Durante a pandemia, entre 2020 e 2021, executivos da Globo perceberam um sucesso crescente entre os assinantes do Globoplay: séries de fantasia e horror voltadas para adolescentes e jovens adultos, como The Vampire Diaries e Teen Wolf, davam muita audiência na plataforma. Eles perceberam então o despontar de uma curiosa tendência. Primo pobre da literatura nacional e com presença quase nula historicamente na TV aberta, o terror tinha um campo promissor à frente na era do streaming. Assim foi lançado um desafio para Rosane Svartman, autora de novelas das 7 como Dona de Mim e com moral alta na emissora: bolar uma história que fisgasse esse público cativo. Quatro anos depois, o resultado se materializou em Vermelho Sangue, série que ocupou o primeiro lugar do Top 10 das mais vistas do Globoplay nos dias em que episódios novos eram lançados.
A nova produção puxa uma safra forte do terror que chega ao streaming e aos cinemas neste mês de outubro.

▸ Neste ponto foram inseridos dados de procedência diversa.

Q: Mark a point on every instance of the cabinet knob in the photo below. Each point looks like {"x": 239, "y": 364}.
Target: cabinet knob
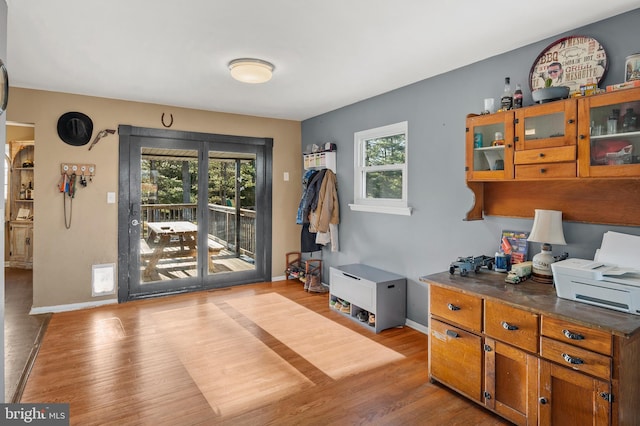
{"x": 572, "y": 360}
{"x": 572, "y": 336}
{"x": 508, "y": 326}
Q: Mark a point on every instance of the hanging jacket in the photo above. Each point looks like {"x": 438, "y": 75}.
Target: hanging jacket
{"x": 311, "y": 197}
{"x": 327, "y": 210}
{"x": 306, "y": 179}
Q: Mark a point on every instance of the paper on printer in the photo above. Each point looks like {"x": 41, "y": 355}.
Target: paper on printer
{"x": 611, "y": 280}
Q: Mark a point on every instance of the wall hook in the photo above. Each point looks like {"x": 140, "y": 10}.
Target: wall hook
{"x": 170, "y": 123}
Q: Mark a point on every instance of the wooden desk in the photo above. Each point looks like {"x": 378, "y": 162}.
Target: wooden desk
{"x": 169, "y": 240}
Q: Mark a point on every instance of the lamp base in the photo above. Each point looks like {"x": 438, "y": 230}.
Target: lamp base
{"x": 544, "y": 279}
{"x": 541, "y": 270}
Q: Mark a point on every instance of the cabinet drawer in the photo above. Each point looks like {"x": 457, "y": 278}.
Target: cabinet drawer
{"x": 455, "y": 358}
{"x": 546, "y": 171}
{"x": 577, "y": 335}
{"x": 456, "y": 307}
{"x": 548, "y": 155}
{"x": 353, "y": 289}
{"x": 576, "y": 358}
{"x": 511, "y": 325}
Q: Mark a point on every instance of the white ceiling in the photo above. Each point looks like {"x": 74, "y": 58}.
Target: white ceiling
{"x": 327, "y": 53}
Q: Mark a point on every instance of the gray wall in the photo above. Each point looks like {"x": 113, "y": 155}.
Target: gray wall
{"x": 435, "y": 234}
{"x": 3, "y": 137}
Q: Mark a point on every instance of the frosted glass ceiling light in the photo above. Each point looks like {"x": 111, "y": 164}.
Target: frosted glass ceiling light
{"x": 252, "y": 71}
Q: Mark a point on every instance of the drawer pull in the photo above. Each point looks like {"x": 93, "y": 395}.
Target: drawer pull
{"x": 508, "y": 326}
{"x": 572, "y": 336}
{"x": 353, "y": 277}
{"x": 572, "y": 360}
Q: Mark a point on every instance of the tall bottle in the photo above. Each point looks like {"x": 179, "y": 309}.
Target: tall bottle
{"x": 506, "y": 101}
{"x": 517, "y": 97}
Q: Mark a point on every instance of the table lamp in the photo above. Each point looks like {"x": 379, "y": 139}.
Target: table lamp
{"x": 547, "y": 229}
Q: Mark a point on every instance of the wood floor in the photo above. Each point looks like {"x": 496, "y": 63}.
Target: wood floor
{"x": 22, "y": 331}
{"x": 224, "y": 357}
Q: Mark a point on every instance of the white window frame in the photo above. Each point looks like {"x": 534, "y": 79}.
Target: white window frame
{"x": 379, "y": 205}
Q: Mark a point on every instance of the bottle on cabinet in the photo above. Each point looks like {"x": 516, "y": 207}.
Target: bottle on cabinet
{"x": 630, "y": 121}
{"x": 506, "y": 100}
{"x": 517, "y": 97}
{"x": 29, "y": 191}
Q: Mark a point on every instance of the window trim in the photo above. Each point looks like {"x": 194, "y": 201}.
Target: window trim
{"x": 379, "y": 205}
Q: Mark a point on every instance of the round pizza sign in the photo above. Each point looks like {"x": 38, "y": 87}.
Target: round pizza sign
{"x": 571, "y": 61}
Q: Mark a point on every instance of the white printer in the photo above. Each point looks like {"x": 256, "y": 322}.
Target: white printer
{"x": 611, "y": 280}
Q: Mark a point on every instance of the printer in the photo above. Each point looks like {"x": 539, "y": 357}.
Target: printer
{"x": 611, "y": 280}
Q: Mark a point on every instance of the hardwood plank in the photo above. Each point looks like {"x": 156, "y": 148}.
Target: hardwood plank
{"x": 154, "y": 362}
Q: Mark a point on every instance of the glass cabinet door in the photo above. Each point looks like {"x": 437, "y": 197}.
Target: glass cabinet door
{"x": 489, "y": 147}
{"x": 609, "y": 140}
{"x": 547, "y": 125}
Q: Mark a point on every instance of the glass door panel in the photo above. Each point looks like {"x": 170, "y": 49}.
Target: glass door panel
{"x": 231, "y": 212}
{"x": 168, "y": 201}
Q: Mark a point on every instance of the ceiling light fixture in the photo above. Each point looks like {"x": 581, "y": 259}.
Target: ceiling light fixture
{"x": 252, "y": 71}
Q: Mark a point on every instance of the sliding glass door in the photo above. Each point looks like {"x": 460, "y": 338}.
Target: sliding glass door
{"x": 195, "y": 211}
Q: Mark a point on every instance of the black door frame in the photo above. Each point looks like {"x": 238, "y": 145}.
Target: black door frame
{"x": 131, "y": 136}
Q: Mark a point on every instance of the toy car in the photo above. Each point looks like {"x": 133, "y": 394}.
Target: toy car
{"x": 471, "y": 263}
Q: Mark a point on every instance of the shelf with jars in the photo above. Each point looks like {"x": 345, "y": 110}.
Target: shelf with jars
{"x": 562, "y": 155}
{"x": 21, "y": 196}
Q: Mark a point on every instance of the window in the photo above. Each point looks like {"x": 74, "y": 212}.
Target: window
{"x": 380, "y": 165}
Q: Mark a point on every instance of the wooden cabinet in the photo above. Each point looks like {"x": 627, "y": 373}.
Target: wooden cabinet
{"x": 455, "y": 358}
{"x": 21, "y": 196}
{"x": 605, "y": 152}
{"x": 21, "y": 244}
{"x": 484, "y": 159}
{"x": 564, "y": 158}
{"x": 570, "y": 398}
{"x": 371, "y": 296}
{"x": 531, "y": 357}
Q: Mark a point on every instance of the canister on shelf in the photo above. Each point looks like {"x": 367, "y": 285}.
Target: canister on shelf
{"x": 477, "y": 140}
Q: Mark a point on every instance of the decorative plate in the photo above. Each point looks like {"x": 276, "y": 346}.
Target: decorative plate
{"x": 571, "y": 61}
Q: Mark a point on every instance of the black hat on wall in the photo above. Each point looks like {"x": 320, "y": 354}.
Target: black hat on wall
{"x": 75, "y": 128}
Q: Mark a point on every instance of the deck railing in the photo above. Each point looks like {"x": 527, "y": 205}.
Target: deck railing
{"x": 222, "y": 226}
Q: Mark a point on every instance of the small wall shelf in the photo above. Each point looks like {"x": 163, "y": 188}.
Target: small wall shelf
{"x": 320, "y": 160}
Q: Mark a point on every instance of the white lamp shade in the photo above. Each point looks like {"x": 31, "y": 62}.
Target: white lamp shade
{"x": 547, "y": 227}
{"x": 252, "y": 71}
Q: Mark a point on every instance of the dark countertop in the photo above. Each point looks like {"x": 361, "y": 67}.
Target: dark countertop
{"x": 537, "y": 298}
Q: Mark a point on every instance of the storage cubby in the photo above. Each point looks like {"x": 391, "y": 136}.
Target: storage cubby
{"x": 360, "y": 288}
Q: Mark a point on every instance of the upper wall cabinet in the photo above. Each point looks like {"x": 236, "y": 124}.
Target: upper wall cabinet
{"x": 489, "y": 155}
{"x": 575, "y": 155}
{"x": 609, "y": 135}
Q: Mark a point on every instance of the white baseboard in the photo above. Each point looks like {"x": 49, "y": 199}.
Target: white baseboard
{"x": 70, "y": 307}
{"x": 417, "y": 326}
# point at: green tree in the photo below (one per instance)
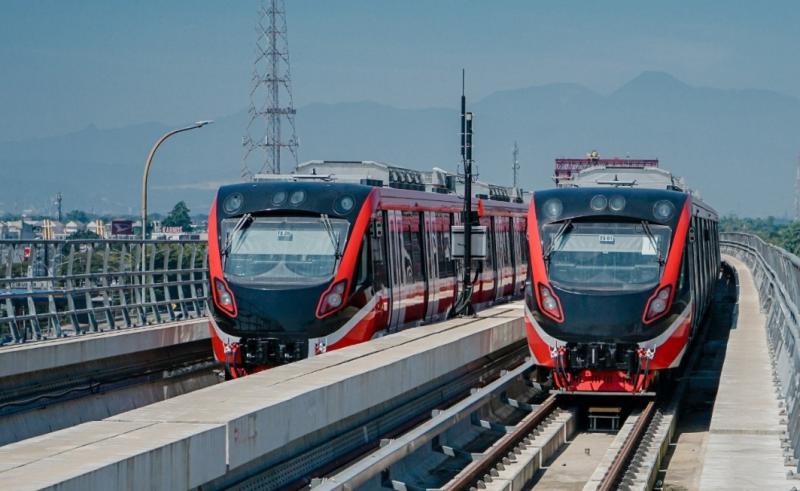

Além da criação de Rosane Svartman, a série Reencarne também estreia no Globoplay na próxima quinta, 23, e o filme Enterre Seus Mortos chega aos cinemas no dia 30. A conquista de espaço inédito pelas produções nacionais de terror não decorre apenas da influência de fenômenos vindos de Hollywood. Nos últimos anos, de mansinho, o gênero foi ganhando relevo na dramaturgia brasileira. A princípio por meio do cinema, com apostas feitas ainda na era pré-pandêmica, como os filmes O Animal Cordial (2017) e Morto Não Fala (2018). Decisiva para a entrada do Globoplay nessa seara foi também a boa recepção de Desalma, série da plataforma lançada em 2020 que falava de bruxaria e do folclore do Sul do país.

A revolução do streaming foi o impulso que faltava para o terror se fixar no gosto da audiência nativa. Adultas e com apelo apenas para um nicho dos espectadores, as produções do gênero sempre tiveram raríssimas chances na TV aberta. Uma exceção foi a minissérie A Cura, criada por João Emanuel Carneiro em 2010 — mas o fato de ela ter empolgado mais a crítica que a audiência exemplifica os desafios para inserir o horror numa programação de massa. Agora, livre das amarras da classificação indicativa e da briga imediata pelo ibope, o Globoplay pode lhes dar o devido lugar.
O que chama atenção nessa nova safra é o esforço de roteiristas e diretores para criar um terror com legítimo DNA brasileiro. Vermelho Sangue toca em temas relevantes como a exploração da biodiversidade e se vale de um chamariz bem nacional: a protagonista Luna (Letícia Vieira) é uma menina que se transforma em loba-guará na lua cheia. “Eu queria trazer frescor para esse gênero tão consumido, mas de forma que dialogasse com o público brasileiro”, afirma a roteirista Rosane, que assina a série em parceria com Claudia Sardinha.

As novas produções promovem uma curiosa mistura entre cânones usuais do gênero e as cores brasileiras. No longa Enterre Seus Mortos, Selton Mello é um taciturno funcionário público encarregado de recolher cadáveres de animais nas estradas locais — a partir desse mote, desdobra-se um enredo sobre seitas e lances demoníacos que transpõe um clima à la Stephen King para uma típica cidadezinha do interior do Brasil.
O universo do espiritismo, crença com mais adeptos no país que em qualquer outro no mundo, foi explorado de modo arrepiante em A Cura — e volta a render na peculiar Reencarne. A série traz Taís Araujo num papel muito diferente da mocinha Raquel de Vale Tudo: ela é uma delegada que incorpora espíritos e cruza com uma jovem que alega ser a reencarnação de um antigo colega da polícia. “Vale a pena vermos outro tipo de dramaturgia, a que não estamos acostumados”, diz Taís. Nem as estrelas da Globo resistem aos horrores tropicais.